Most students apply late because they do not have their act
together. However, I've had some students—very good
students—apply to certain schools late because they are getting
rejected by the schools they applied to initially. This is a sad
and avoidable situation. When applying to law school, you should
apply broadly to maximize your chances of admission and
financial aid. You apply in the fall; the decision where to
attend is NOT made in the fall, but in the spring. It is
perfectly okay to apply to schools that you are not really
enamored with, using them as "safety" or "fallback" schools. I
have advised some students who say, "if I don't get accepted by
the schools I want, I won't go." The problem is, they tend to
change their minds as graduation approaches and as rejection
letters pile up. Lower-ranked schools start to look much more
attractive than the alternative of not going to law school at
all, and then these students race around to apply at the last
minute to schools they should have applied to months earlier.

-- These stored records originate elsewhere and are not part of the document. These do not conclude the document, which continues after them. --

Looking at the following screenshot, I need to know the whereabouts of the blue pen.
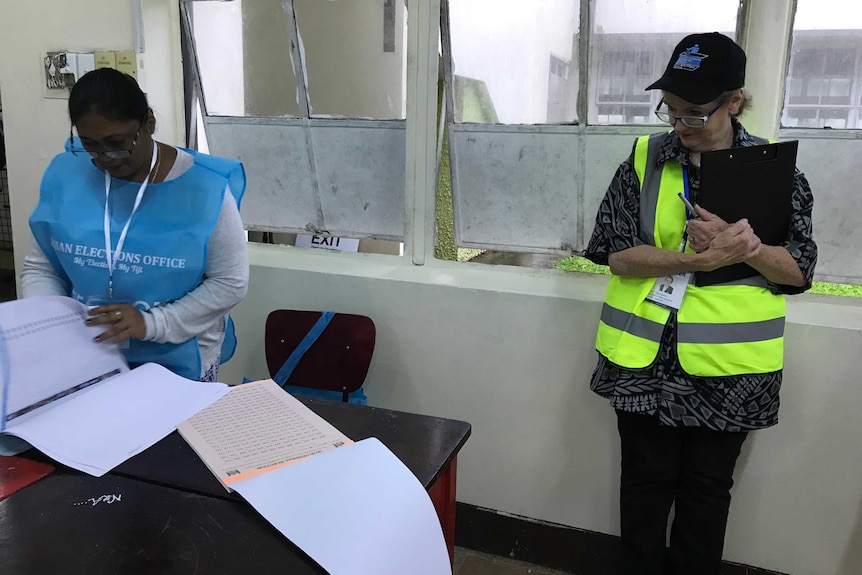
[677,166,700,252]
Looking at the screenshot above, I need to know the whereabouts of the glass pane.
[449,0,580,124]
[294,0,407,119]
[781,0,862,129]
[589,0,739,124]
[192,0,299,116]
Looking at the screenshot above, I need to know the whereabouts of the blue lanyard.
[679,166,695,252]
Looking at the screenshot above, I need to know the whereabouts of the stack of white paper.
[231,438,452,575]
[0,296,229,476]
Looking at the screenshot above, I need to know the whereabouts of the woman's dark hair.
[69,68,150,125]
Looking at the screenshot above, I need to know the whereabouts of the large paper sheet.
[0,296,229,476]
[231,438,452,575]
[6,363,230,477]
[0,296,129,429]
[178,379,352,486]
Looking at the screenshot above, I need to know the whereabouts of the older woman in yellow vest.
[586,33,817,575]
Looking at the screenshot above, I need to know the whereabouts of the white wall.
[0,0,184,280]
[0,0,862,575]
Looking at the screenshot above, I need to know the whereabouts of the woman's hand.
[702,219,762,271]
[686,206,730,254]
[87,303,147,343]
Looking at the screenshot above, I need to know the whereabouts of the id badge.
[646,272,691,311]
[84,296,132,351]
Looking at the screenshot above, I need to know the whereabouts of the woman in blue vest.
[586,33,817,575]
[21,68,248,381]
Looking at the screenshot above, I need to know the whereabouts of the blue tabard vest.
[30,146,245,379]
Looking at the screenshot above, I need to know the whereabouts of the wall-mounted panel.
[782,138,862,284]
[311,120,406,240]
[450,125,580,253]
[207,118,319,232]
[206,118,405,239]
[583,134,650,249]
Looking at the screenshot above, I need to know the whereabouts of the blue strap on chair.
[272,311,335,387]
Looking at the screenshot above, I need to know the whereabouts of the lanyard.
[105,141,159,298]
[679,166,694,252]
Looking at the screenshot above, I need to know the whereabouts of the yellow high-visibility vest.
[596,133,785,377]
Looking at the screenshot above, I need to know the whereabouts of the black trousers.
[617,411,748,575]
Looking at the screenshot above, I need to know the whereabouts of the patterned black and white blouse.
[585,120,817,431]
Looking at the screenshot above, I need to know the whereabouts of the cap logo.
[673,44,709,72]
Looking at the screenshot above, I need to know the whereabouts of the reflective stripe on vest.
[596,132,784,376]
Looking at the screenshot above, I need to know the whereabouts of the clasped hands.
[87,303,147,343]
[686,206,762,269]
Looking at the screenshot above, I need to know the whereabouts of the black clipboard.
[695,140,799,286]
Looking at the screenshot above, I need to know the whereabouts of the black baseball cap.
[646,32,745,104]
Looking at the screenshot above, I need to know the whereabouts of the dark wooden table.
[0,398,470,575]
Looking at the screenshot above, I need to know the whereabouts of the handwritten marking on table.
[75,494,123,507]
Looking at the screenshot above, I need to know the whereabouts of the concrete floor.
[453,547,570,575]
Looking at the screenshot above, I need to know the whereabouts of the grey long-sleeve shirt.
[21,150,248,375]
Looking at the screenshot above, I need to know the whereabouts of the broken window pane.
[449,0,580,124]
[589,0,739,124]
[191,0,300,116]
[781,0,862,129]
[294,0,407,119]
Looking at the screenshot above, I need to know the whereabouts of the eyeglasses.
[655,100,727,128]
[69,121,144,160]
[72,129,141,160]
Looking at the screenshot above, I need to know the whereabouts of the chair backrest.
[264,309,377,396]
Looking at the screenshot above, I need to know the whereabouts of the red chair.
[264,309,377,402]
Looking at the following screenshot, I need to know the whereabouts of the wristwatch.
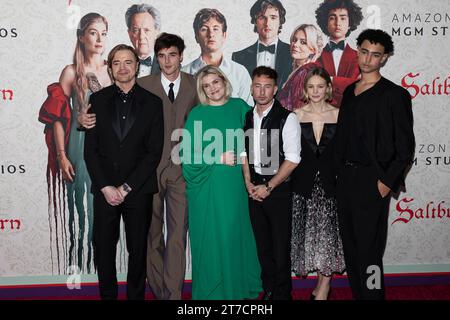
[122,182,131,193]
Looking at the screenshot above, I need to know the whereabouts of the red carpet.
[15,285,450,300]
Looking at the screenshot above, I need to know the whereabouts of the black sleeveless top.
[291,122,337,197]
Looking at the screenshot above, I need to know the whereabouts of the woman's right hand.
[58,152,75,182]
[77,104,96,129]
[220,151,236,166]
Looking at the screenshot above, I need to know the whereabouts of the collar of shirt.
[330,40,347,75]
[197,54,230,72]
[256,38,278,69]
[161,72,181,98]
[253,99,275,122]
[113,83,136,102]
[256,38,278,53]
[330,39,347,51]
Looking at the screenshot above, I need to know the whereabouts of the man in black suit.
[243,66,301,300]
[336,29,415,299]
[231,0,292,88]
[84,44,164,299]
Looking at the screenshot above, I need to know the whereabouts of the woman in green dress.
[181,66,261,300]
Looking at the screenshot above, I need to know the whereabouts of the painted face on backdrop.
[111,50,138,83]
[327,8,350,43]
[251,75,278,106]
[156,46,183,78]
[255,6,280,42]
[195,18,227,53]
[291,30,314,65]
[358,40,388,73]
[79,21,108,54]
[128,12,159,59]
[306,75,329,103]
[202,73,227,105]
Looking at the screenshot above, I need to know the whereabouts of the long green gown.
[181,98,262,300]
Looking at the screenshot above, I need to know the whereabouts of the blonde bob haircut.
[302,66,333,103]
[196,66,233,104]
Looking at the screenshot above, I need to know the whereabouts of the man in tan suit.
[138,33,198,300]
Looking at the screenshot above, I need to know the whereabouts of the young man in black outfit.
[243,66,300,300]
[336,29,415,299]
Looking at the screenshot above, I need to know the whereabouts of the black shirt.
[114,84,136,134]
[344,84,377,165]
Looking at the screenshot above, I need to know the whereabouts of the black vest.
[244,99,291,180]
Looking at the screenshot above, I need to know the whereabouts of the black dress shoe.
[261,291,273,300]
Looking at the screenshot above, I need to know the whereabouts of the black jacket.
[84,85,164,197]
[231,40,292,90]
[335,78,415,193]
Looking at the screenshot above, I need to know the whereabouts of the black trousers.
[249,182,292,300]
[337,166,390,300]
[93,194,153,300]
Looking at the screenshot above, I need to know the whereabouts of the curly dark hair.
[356,29,394,55]
[250,0,286,34]
[155,32,186,54]
[316,0,363,37]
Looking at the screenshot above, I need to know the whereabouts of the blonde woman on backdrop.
[39,12,112,273]
[277,24,323,111]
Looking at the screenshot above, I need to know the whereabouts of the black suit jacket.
[336,78,415,192]
[231,40,292,89]
[84,85,164,197]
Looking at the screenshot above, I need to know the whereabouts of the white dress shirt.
[256,38,278,69]
[330,40,347,75]
[253,101,301,174]
[161,72,181,99]
[181,56,254,106]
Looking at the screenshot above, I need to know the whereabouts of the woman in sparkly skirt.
[291,67,345,300]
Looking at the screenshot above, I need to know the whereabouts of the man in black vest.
[84,44,164,300]
[243,66,300,300]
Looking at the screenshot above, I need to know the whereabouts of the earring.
[303,92,309,103]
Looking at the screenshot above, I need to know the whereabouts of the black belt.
[344,160,369,169]
[251,172,291,185]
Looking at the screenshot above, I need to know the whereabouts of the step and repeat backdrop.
[0,0,450,285]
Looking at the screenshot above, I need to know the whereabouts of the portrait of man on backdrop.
[316,0,363,107]
[232,0,292,88]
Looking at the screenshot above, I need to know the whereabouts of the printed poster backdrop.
[0,0,450,285]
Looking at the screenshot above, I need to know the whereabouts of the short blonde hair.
[302,66,333,103]
[196,65,233,104]
[290,24,324,68]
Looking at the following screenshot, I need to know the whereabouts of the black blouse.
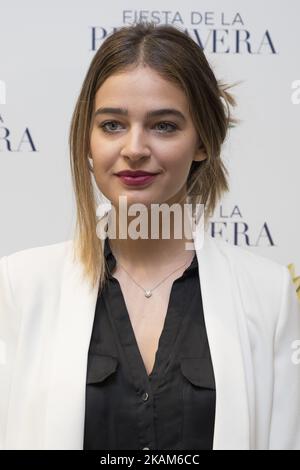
[83,238,216,450]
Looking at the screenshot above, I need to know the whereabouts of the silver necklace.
[115,255,195,299]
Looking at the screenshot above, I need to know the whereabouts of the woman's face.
[90,67,206,211]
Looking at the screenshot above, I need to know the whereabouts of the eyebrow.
[95,108,186,121]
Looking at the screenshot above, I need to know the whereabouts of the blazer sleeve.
[269,266,300,450]
[0,256,19,449]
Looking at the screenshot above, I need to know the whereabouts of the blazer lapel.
[44,246,98,450]
[195,224,250,450]
[44,212,250,449]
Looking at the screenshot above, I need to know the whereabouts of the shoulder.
[5,240,73,268]
[0,240,74,300]
[206,238,288,310]
[209,233,287,276]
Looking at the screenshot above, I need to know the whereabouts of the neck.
[109,198,195,272]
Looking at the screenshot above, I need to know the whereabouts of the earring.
[88,156,94,173]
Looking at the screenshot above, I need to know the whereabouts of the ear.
[193,144,207,162]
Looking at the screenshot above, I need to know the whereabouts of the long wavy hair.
[69,22,237,292]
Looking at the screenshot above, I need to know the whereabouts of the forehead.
[95,67,188,113]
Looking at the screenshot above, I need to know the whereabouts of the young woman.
[0,23,300,450]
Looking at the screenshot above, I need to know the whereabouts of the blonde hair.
[69,22,237,292]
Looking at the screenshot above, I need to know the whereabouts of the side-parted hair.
[69,22,238,292]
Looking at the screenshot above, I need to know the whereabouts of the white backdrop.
[0,0,300,280]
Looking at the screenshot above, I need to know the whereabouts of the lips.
[116,170,157,178]
[116,172,158,186]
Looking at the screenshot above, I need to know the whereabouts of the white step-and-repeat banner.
[0,0,300,297]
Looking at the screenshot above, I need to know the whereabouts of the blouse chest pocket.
[180,357,216,390]
[180,357,216,450]
[87,353,119,384]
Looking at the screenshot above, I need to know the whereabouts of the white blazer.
[0,220,300,449]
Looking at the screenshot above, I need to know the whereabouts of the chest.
[114,271,182,375]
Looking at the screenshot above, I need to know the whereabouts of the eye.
[99,121,178,134]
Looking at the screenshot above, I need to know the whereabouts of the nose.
[121,128,151,161]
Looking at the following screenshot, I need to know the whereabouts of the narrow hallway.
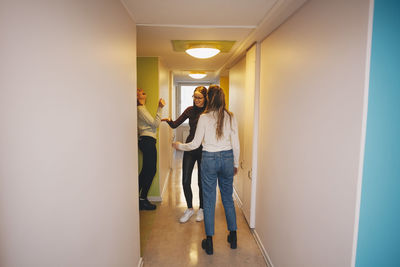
[140,152,266,267]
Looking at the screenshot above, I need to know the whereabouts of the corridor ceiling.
[121,0,306,81]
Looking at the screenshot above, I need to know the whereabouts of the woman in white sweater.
[173,85,240,255]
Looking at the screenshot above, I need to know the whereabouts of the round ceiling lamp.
[189,72,207,79]
[185,47,220,58]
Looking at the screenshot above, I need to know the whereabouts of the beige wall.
[0,0,140,267]
[158,61,172,199]
[256,0,369,267]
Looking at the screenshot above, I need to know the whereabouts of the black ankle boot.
[228,231,237,249]
[201,236,214,255]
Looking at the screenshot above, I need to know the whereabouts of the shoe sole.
[228,235,237,249]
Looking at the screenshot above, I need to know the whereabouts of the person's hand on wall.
[161,118,171,122]
[158,98,165,108]
[172,142,181,150]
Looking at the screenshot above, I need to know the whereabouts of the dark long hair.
[204,84,233,139]
[193,86,207,108]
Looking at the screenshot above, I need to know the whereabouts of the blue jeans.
[201,150,237,236]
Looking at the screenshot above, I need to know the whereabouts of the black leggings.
[182,147,203,209]
[139,136,157,199]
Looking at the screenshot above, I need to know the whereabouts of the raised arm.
[138,106,162,128]
[162,107,193,129]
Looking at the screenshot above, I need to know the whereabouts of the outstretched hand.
[172,142,181,150]
[158,98,165,108]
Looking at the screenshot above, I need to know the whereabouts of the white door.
[229,46,256,227]
[242,46,256,224]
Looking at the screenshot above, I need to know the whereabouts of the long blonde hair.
[204,84,233,139]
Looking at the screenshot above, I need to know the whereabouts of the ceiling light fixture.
[189,72,207,79]
[185,47,220,58]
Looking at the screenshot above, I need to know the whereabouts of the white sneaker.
[179,209,194,223]
[196,209,204,222]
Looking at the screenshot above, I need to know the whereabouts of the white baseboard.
[250,229,274,267]
[138,257,143,267]
[147,196,162,202]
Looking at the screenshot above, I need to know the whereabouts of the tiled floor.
[140,153,266,267]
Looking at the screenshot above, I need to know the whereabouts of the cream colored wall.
[158,61,172,199]
[256,0,369,267]
[0,0,140,267]
[229,57,246,201]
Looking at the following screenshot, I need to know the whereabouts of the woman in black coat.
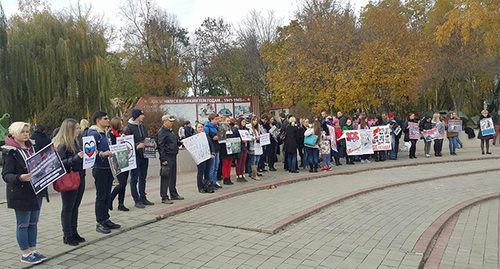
[477,110,494,154]
[53,119,85,246]
[283,117,299,173]
[2,122,47,264]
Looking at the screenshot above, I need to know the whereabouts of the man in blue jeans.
[204,113,222,189]
[88,111,121,233]
[123,109,154,208]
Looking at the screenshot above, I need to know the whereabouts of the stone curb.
[263,168,500,234]
[412,192,500,268]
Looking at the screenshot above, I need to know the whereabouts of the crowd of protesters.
[2,106,500,264]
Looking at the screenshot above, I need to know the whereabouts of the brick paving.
[425,199,500,269]
[0,137,498,268]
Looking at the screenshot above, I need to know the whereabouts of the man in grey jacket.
[157,115,184,204]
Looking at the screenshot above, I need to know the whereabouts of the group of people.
[2,105,493,263]
[2,109,184,264]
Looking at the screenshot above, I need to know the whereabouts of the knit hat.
[132,108,144,120]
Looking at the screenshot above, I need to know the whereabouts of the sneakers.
[118,204,130,211]
[135,200,146,208]
[32,250,47,261]
[95,223,111,234]
[141,197,155,205]
[21,252,42,264]
[103,220,122,229]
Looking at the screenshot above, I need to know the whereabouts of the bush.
[37,97,82,136]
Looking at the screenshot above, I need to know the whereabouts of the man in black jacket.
[123,109,154,208]
[157,115,184,204]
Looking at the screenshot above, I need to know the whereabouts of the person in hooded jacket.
[53,119,85,246]
[477,110,493,155]
[123,109,154,208]
[109,117,129,211]
[2,122,47,264]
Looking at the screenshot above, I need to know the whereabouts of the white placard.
[82,136,97,169]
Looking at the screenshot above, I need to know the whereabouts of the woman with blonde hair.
[2,122,47,264]
[52,119,85,246]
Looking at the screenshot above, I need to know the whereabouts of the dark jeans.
[110,171,129,205]
[61,173,85,237]
[92,168,113,223]
[160,156,179,200]
[130,156,149,201]
[286,152,297,171]
[15,195,42,250]
[196,159,212,191]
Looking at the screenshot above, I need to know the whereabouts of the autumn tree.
[120,0,189,96]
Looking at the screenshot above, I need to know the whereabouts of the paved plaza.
[0,135,500,268]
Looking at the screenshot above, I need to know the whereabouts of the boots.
[224,177,234,185]
[252,165,260,181]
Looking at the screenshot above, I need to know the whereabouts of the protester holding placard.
[204,113,222,189]
[477,110,495,155]
[2,122,47,264]
[88,111,121,233]
[420,116,434,158]
[157,115,184,204]
[403,113,418,159]
[236,118,248,182]
[283,117,299,173]
[446,113,458,155]
[109,117,130,211]
[432,113,446,157]
[304,119,321,173]
[53,119,85,246]
[123,109,154,208]
[248,116,263,181]
[220,117,239,185]
[196,123,215,193]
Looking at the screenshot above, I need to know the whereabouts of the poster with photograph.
[226,137,241,155]
[234,103,252,118]
[197,103,216,123]
[238,130,253,141]
[217,122,228,144]
[260,133,271,146]
[82,136,97,169]
[448,120,462,133]
[408,122,420,139]
[108,144,131,177]
[26,143,66,194]
[144,137,156,159]
[328,125,338,151]
[182,133,211,165]
[344,130,373,156]
[370,125,392,151]
[116,135,137,172]
[216,103,234,118]
[479,118,495,136]
[422,128,442,142]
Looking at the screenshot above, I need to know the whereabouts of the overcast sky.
[0,0,368,33]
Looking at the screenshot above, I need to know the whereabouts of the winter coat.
[123,120,149,159]
[283,124,298,153]
[2,135,40,211]
[88,125,110,169]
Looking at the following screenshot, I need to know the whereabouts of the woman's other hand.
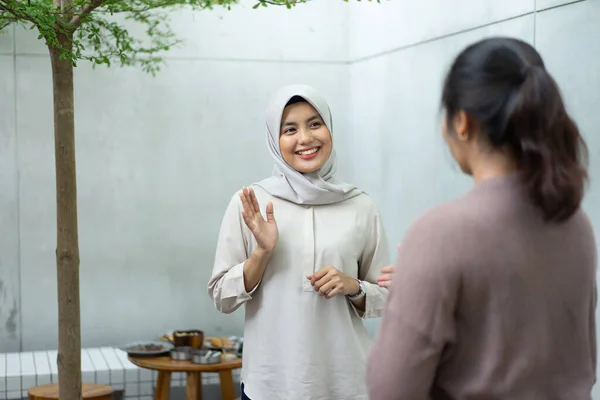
[306,265,360,299]
[240,188,279,253]
[377,265,394,288]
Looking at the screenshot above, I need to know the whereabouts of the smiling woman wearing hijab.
[208,85,389,400]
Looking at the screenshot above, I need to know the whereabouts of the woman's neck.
[471,154,517,185]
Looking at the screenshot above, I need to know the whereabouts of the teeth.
[298,147,319,156]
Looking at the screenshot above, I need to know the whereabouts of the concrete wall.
[349,0,600,390]
[0,0,600,390]
[0,0,350,351]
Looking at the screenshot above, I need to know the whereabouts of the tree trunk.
[49,33,81,400]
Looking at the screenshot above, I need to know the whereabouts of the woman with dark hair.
[367,38,597,400]
[208,85,389,400]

Try to avoid this stress—apply to a good long list of schools,
including several realistic ones—at the outset.
- Writing a boring personal statement.
Yeah, it's hard to write about yourself. But you have to if you
want to go to law school, and you have to be convincing. A
boring personal statement will not help your cause, and in fact
probably will hurt it because your file will not stand out from
the others in the big pile of applications.
Some of my students conclude that, if they cannot write a good
personal statement, or if the process proves difficult, they are
not law school material. Wrong! Almost everyone finds if
difficult to write a compelling and interesting personal
statement. That's no reflection on your intellect or your
ability to be a lawyer someday. You need to put your
insecurities aside for this project and give the law school a
glimpse of who you are—as if you are in an interview, albeit on
paper. Writing it may be like pulling teeth, but that's exactly
the point. If it were easy to do, everyone would do it, and
everyone would apply to law school. The successful applicants
are the survivors, the ones who overcome their doubts and fears
and jump the many hurdles in the law school admissions process.
The personal statement, like the LSAT, is one of those hurdles.
Jump over it with strength and confidence and flair.